The plot stands still for some obligatory wrestling matches, but they are surely entertaining in their own way; it’s like getting sports and thriller in one giant wacko package! And we get to hear the (undubbed) Mexico City crowd clearly shouting for “Santo! Santo!”
Dr. Karol’s secret lab is ultra-cool, with some groovy, surrealistic electronic devices, as well as, oddly, a built-up model of the Renwal “Visible Man” plastic model kit, a 60’s hobby-boy staple, standing on a nearby lab table. Perhaps the mad doc forgets his elementary human anatomy from time to time… ?
Directly preceding all hell breaking loose, we hear two very strong, bitter and misanthropic speeches from Karol, both containing creepy references to men torturing men, references which seem perhaps a bit strong for naive, unwary 60’s TV-tots.
We finish with an exciting, if predictable, cliffhanger finale (fistfights, labs blowing up, damsels in distress, and the all-important unleashing of the dungeon-monsters, who attack their creator).
In a superb coda, super Samson hops in his little white sports car and waves at us, before driving off into the cryptic Mexican night. His gesture seems an assurance of safety, a comforting emblem of brotherhood.
In these dark times of hatred and terror, a movie like SAMSON IN THE WAX MUSEUM, with its clearly defined right and wrong, can be a source of nostalgic consolation, a journey to a simpler ethical time, where the heroes are mighty but human, and the villains are never “pure, unvarnished evil”…
* (updated 02-14-06) Thanks to a terrific new book we just received, “Ghouls, Gimmicks and Gold” by Kevin Heffernan, (2004, Duke University Press), we have been able to update the U.S. television release date for this Murray horror title to 1965. The appendices to this study of the horror film in America, circa 1955-1968, include complete listings of syndication feature film packages from many distributors, including American International Television, who subleased the K. Gordon Murray film catalog under the title THRILLERS FROM ANOTHER WORLD. It seems that 1965 was the watershed year for genre film sold to television, with a veritable flood of titles released by both domestic and foreign distribs.
* (effective 05-01-03) After a very brief window of availability, this long-sought K. Gordon Murray title is once again out of print, due to international copyright issues.

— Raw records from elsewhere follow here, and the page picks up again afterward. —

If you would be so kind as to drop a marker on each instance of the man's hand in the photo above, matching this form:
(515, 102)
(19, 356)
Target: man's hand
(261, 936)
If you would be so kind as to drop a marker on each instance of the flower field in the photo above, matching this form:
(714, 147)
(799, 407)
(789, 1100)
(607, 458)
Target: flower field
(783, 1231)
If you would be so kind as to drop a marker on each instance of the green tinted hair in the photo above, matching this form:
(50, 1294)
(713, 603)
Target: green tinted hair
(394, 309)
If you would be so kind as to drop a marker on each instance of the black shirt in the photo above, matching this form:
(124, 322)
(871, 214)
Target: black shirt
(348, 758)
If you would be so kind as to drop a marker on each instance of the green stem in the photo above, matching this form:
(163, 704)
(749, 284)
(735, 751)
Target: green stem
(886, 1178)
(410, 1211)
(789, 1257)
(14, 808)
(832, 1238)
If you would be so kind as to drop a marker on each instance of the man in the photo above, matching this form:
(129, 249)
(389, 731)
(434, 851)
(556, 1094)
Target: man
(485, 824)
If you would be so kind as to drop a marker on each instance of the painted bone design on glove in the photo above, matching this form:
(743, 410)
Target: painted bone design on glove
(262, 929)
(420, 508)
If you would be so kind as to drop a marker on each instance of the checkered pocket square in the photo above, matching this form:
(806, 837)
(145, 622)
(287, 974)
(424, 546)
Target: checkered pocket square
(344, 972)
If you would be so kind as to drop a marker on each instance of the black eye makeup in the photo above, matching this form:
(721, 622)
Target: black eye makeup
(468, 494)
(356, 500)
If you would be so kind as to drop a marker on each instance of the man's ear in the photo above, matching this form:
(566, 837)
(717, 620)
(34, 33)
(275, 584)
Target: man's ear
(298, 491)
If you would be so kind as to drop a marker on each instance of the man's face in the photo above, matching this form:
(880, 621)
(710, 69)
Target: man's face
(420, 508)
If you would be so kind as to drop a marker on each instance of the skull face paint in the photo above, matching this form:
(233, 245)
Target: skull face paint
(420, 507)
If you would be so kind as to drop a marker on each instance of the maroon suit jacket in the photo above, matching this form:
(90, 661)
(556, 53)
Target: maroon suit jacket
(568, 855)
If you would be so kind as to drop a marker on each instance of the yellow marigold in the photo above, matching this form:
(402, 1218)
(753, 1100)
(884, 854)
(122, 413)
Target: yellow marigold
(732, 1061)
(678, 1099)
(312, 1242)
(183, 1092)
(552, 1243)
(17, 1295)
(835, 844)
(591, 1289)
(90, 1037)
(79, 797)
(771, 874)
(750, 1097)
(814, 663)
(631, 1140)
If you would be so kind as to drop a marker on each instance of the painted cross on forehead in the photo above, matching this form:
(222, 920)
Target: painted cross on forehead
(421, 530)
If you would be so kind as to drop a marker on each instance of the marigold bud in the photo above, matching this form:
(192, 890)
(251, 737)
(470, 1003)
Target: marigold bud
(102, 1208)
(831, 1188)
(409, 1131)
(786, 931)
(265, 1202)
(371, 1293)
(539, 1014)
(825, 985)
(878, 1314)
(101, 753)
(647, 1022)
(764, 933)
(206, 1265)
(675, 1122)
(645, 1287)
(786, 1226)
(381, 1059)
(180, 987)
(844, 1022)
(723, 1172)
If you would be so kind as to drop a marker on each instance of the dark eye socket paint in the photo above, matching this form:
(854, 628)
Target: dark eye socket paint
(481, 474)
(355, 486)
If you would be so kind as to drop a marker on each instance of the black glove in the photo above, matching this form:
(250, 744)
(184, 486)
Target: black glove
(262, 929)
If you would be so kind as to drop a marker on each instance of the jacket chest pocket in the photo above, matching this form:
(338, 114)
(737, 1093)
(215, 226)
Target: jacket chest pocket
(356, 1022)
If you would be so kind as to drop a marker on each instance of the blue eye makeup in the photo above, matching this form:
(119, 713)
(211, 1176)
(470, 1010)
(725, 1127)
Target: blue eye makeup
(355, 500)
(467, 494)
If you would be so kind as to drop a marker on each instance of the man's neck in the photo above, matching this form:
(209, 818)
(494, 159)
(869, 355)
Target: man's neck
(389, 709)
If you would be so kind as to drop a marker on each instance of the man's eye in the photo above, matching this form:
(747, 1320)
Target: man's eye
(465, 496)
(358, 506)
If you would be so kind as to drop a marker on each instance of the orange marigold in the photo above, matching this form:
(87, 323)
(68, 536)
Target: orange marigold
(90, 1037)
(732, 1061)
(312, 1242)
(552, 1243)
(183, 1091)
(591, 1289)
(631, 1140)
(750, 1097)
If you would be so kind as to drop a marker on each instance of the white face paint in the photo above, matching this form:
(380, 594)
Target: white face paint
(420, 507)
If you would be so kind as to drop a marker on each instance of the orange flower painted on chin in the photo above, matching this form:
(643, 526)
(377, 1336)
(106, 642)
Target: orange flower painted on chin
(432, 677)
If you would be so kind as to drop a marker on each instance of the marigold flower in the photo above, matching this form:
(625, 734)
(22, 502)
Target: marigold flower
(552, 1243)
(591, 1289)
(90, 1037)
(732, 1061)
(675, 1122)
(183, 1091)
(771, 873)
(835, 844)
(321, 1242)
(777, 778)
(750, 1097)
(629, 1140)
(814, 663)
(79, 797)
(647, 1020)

Used video tapes of this title may be found on online video dealers and auction sites. Stay tuned for further developments!
* Santo, aka the “Silver Mask Man”, was of course a beloved and prolific Mexican wrestler, who also became a bonafide movie star, thanks to a dizzying array of fantastic genre movies he starred in for many years. For the real skinny on Santo, (and some super-rare Santo comic books!), visit Brian Moran’s Santo Street.
* Samson’s colleague, dubbed as “Professor Halpin”, is revealed to be “Professor Armando Galivan”, according to the letterhead Samson peruses.
* (06-28-04) an anonymous fan writes in:
“One thing missing from your review of this marvelous movie I’d like to note: this was surely one of the “leggiest” of the Mexican monster films. Skirts were starting to inch up in 1963, and the film’s director (or photographer) took full advantage of this. The camera kept finding ways to get pointed toward to the shapely legs of the actresses. This is especially evident in the sequence where Susan in walking down the museum stairs at night. This whole scene appears designed for no reason except for the camera to dwell on her gorgeous gams.”